Middle school/High school
Option 1: Create grade-level folders and then, within those, create individual student folders for each qualified student. Add folders for additional subjects as needed.
Option 2: Create folders for each subject and then create individual folders for each qualified student within each subject folder. Add folders for additional subjects as needed.
In addition to storing the files on a school computer, school personnel can distribute them to students on portable USB devices.
Another tool Bookshare offers to make it easier to organize, access, and read books is the Reading Lists feature. With this feature, books can be saved to virtual reading lists that can be retrieved easily from anywhere a sponsor or member has Internet access. Sponsors can share lists with their students who have individual memberships. Teachers can create lists and add students directly from their rosters. Watch the brief “Learn it Now” tutorial below to learn more (time: 2:02).
Transcript: How to use Reading Lists for Organizations
This tutorial will demonstrate how sponsors on organizational accounts can use Bookshare’s reading list feature to organize titles and then access or download those titles quickly and easily for students. Sponsors can also share reading lists with students so they can download independently. Note that only students who have both individual and organizational memberships will be able to access shared reading lists.
To start, go to www.bookshare.org and log into your account. Select the “My Reading Lists” link in your taskbar and then select “Create Reading List.” Assign a name to your new reading list, and if you wish include a description. If you plan to share your reading list with students, select “Reading List is Visible to All Reading List Members” from the dropdown menu then select “Save.” Next, add books to your reading lists by searching or browsing for books.

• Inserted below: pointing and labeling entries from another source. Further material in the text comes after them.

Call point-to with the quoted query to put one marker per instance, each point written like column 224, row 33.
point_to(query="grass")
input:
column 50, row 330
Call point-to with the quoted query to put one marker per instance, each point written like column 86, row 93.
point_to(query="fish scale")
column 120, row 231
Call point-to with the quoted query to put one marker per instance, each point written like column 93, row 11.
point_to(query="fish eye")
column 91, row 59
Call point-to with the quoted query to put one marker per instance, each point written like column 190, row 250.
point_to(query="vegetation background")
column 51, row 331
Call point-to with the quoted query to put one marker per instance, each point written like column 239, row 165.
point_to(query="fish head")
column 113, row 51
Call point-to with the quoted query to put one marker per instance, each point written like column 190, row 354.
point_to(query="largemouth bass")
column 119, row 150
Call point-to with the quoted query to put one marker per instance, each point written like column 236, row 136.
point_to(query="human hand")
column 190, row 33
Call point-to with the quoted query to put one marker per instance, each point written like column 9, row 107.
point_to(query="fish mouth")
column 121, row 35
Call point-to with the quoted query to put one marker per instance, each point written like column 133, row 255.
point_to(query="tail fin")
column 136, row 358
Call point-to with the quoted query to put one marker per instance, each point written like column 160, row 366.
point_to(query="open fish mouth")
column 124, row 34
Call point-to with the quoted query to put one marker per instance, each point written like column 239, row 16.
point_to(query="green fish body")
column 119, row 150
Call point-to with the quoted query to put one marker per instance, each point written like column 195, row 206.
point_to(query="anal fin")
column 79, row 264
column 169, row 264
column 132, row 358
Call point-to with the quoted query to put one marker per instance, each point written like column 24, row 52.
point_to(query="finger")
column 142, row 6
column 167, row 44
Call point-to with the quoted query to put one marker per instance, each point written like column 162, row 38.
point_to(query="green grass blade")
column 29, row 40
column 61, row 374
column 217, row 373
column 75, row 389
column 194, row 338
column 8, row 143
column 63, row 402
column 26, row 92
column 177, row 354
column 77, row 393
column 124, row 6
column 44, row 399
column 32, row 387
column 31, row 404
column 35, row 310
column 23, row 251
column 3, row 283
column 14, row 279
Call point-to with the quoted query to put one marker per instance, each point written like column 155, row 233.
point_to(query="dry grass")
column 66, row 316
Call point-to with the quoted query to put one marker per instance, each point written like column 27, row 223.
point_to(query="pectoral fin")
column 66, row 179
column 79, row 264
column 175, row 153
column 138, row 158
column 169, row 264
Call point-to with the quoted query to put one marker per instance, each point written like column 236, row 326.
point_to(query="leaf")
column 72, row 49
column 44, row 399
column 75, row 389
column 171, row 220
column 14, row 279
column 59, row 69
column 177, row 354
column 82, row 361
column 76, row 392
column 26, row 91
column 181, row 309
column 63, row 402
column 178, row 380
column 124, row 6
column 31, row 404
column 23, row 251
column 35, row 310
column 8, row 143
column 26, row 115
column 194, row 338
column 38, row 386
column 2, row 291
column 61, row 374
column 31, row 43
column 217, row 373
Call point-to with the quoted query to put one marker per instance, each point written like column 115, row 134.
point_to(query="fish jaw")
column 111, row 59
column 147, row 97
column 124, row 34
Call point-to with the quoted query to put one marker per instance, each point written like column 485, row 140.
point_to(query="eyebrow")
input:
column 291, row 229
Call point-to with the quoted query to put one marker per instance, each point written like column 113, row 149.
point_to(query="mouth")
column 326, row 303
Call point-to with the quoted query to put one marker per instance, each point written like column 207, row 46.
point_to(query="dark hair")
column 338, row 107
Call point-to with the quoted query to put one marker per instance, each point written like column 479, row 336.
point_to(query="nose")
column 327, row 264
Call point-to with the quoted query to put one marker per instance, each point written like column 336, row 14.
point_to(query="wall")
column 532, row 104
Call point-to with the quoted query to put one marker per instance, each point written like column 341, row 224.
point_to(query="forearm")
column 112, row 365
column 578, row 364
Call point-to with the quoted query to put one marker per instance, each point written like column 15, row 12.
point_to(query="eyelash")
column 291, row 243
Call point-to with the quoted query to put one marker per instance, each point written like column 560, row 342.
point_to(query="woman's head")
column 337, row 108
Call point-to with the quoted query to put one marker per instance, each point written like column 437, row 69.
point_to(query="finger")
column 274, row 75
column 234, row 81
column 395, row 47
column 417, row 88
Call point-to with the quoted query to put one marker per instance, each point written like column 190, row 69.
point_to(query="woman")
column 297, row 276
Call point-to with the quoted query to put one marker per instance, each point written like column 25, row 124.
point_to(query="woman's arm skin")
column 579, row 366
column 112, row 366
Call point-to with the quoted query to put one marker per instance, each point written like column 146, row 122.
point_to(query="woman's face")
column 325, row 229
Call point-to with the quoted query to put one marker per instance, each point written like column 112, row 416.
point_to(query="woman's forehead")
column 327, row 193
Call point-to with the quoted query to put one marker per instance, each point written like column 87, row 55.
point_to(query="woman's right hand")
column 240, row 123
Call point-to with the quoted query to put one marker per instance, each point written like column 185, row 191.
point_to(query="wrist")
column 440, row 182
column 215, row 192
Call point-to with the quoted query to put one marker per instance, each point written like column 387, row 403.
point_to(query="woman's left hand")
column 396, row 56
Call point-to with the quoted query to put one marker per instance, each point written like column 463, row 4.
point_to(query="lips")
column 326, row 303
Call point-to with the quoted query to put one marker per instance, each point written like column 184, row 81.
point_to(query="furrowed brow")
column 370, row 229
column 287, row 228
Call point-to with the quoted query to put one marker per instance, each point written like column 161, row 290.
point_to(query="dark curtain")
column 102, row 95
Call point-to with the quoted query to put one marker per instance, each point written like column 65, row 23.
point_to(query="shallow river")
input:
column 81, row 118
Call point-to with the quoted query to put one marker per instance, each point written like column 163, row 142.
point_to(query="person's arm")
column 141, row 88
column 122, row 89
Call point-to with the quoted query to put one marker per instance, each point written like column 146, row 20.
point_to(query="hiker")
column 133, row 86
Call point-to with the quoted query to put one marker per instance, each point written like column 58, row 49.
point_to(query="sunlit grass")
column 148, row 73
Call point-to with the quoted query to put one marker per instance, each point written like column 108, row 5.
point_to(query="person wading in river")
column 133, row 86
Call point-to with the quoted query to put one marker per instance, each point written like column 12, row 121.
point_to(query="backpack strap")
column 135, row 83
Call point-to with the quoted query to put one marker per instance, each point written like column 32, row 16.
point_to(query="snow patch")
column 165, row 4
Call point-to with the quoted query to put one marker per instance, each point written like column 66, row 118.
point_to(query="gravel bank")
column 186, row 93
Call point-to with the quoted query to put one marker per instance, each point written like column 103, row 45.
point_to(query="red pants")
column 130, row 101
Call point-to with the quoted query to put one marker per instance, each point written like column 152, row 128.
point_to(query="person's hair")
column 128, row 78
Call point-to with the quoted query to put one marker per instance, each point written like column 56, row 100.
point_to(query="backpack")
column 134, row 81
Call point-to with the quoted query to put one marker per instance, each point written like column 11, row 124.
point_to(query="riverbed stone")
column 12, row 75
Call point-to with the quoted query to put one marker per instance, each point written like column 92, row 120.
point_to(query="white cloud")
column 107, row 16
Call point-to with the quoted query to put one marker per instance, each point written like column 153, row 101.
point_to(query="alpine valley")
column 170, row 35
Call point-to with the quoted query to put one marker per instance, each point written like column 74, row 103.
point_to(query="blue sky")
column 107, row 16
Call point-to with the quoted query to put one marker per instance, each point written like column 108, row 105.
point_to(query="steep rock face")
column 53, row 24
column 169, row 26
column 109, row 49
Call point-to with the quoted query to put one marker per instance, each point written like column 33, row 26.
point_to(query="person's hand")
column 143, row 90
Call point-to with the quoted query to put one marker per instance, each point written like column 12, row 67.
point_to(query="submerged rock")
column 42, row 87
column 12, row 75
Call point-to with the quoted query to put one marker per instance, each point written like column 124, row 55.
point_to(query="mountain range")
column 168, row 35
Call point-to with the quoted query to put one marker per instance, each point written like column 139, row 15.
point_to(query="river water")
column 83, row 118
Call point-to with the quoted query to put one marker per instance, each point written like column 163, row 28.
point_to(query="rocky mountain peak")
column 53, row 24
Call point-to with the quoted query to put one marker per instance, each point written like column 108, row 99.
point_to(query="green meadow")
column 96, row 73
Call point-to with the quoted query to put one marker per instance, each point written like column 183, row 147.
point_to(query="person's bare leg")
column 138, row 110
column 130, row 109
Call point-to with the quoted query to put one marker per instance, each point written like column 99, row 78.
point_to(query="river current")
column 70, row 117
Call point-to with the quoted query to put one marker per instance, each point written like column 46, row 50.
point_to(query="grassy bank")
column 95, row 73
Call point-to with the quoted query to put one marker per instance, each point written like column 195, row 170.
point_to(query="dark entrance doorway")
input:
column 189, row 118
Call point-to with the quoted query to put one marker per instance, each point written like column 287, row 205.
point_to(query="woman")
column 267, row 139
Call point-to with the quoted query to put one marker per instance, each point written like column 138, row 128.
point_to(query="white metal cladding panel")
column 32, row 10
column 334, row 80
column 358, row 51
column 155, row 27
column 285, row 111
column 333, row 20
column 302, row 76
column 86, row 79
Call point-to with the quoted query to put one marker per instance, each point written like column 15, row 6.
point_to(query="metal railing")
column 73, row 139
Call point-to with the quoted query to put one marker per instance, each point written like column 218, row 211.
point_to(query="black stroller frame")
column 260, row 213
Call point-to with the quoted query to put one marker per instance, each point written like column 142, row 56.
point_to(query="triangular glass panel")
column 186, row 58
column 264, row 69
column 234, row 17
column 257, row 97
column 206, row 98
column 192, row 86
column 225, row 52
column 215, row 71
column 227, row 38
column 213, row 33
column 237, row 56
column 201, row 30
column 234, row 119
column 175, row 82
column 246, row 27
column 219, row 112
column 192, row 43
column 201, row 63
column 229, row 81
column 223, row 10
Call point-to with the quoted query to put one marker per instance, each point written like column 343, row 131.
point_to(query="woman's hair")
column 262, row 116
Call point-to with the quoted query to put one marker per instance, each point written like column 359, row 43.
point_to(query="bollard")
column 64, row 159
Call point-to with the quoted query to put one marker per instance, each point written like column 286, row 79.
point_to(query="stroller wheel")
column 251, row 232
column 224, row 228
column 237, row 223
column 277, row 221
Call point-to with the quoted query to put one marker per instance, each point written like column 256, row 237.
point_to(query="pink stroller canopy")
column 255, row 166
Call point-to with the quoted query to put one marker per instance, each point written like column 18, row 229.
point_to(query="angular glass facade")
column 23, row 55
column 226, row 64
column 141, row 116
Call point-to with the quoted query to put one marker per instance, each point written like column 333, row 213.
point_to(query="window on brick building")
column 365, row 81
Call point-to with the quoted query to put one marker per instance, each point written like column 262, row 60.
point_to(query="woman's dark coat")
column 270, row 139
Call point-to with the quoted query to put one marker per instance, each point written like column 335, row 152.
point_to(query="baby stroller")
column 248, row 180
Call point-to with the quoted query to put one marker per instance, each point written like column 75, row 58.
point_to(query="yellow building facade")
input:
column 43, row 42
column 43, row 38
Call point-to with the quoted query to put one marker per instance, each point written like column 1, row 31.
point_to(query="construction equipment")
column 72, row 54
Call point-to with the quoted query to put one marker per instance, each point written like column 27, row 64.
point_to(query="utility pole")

When you find a title you want to add, select the “Add to Reading List” link and select the reading list to which you want to add it. Once you have added titles to your reading list, you can access them anywhere you have Internet and download books quickly and easily for your students.
Now that you’ve created a reading list and added books to it, you can share this reading list with students. To enable students to access the reading list and download books on their own, open a reading list and select “Members” then select “Add Members” to see your student list. Students with individual memberships will be designated as “Org + Individual” in the Membership column. Select the students with whom you want to share the reading list then select “Add Selected Members.” Your reading list has now been shared.
If your students do not have individual memberships, we encourage you to help set them up. To learn how, refer to the “How Do I Get Individual Memberships for My Students?” tutorial.